Honor Girl by Maggie Thrash
Released September 8, 2015.
Maggie attends the same summer camp that her mother did and her grandmother did. Camp Bellflower for Girls is one of the oldest camps in the South, and nothing has changed there since it was founded in 1922. Maggie spends her summer with friends she made there previous years. She hates the tether she has to wear to keep herself from sleepwalking at night and she’s really into the Backstreet Boys. Maggie lies the rifle range and finds herself getting better at shooting at least when she can stop herself from thinking too much. That gets a lot harder when she notices Erin, a counselor in the younger girls’ camp. Maggie struggles with her feelings for Erin and though she tries to disguise what she is feeling, other girls at camp notice. Some are supportive while others think that it is very wrong. As Maggie’s summer plays out, she finds ways to deal with the pressure of the rifle range, an angry rival, and also to explore her sexuality.
Thrash’s memoir is told with a broad humor about Christian summer camp and how it feels to be a girl different from most of the others there. At the same time, the humor is never pointed and the girls around Maggie are supportive most of the time and in their own ways. Some want to protect Maggie from her crush, others want to just tease. Yet there is no hate here, which is very refreshing. Thrash also does a nice job of allowing a crush to play out, naturally and tantalizingly. Their feelings for one another are clear even as they themselves feel confused by them. The result is a book about the confusion of being a teen, the tensions of both friendships and attractions with the added dimension of being a lesbian. It is a beautifully done memoir.
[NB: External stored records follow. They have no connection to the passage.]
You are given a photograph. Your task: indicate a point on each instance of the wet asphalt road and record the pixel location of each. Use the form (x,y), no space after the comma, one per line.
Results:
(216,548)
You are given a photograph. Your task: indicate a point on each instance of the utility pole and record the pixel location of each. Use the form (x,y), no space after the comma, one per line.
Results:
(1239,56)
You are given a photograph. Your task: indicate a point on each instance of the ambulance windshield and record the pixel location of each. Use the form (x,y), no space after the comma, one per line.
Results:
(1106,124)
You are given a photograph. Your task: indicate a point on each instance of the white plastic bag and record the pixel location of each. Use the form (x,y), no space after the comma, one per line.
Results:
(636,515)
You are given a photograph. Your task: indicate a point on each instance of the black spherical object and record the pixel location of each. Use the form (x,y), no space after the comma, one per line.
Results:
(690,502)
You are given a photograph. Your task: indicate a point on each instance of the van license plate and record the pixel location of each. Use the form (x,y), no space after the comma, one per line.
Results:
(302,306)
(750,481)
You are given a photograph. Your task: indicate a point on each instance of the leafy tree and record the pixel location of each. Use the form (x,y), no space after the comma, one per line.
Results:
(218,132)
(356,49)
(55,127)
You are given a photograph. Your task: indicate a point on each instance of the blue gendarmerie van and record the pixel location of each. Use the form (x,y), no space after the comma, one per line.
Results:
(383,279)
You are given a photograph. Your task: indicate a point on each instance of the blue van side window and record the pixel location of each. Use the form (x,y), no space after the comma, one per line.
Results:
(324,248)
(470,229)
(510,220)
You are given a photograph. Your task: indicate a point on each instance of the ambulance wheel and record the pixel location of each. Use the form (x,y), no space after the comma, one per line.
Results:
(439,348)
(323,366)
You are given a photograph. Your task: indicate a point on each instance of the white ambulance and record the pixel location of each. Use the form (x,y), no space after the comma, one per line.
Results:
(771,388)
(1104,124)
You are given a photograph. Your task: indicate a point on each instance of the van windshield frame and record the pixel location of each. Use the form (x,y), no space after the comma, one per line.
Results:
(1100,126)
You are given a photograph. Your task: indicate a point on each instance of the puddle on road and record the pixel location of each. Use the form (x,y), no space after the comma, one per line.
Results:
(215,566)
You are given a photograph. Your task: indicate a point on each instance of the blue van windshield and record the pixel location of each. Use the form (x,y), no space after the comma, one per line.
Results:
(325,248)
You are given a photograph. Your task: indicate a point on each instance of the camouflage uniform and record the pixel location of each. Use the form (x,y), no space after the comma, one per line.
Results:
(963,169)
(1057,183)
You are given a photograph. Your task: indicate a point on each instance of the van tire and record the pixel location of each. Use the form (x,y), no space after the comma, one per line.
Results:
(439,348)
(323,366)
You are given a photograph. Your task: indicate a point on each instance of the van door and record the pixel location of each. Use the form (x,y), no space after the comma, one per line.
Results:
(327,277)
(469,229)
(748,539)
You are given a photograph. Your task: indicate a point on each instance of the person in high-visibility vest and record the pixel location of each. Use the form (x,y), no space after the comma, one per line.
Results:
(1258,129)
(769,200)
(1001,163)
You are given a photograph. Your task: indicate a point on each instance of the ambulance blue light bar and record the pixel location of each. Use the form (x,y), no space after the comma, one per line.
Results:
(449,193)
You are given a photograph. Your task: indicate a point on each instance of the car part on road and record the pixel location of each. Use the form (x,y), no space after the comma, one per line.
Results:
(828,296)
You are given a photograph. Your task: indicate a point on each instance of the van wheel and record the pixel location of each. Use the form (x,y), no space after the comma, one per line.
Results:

Thrash’s book is in full color, but the advanced copy I received is in black and white only. Even with that limited color palette, the illustrations are clear and clever. The characters are unique on the page, which is not easy to do with a camp full of teen girls. Each has a distinguishing feature and it all works so that heroine, her crush, her rival, her friend and others are easily recognized. Throughout the entire book, a river of humor carries through and that same humor is evident in the illustrations. This is a book that could have been heavy and still is emotionally charged. The humor helps that be bearable and makes the book a great read.
A strong and important graphic memoir, this book belongs in every public library graphic novel collection for teens who will enjoy meeting such a strong protagonist. Appropriate for ages 12-14.
Reviewed from ARC received from Candlewick Press.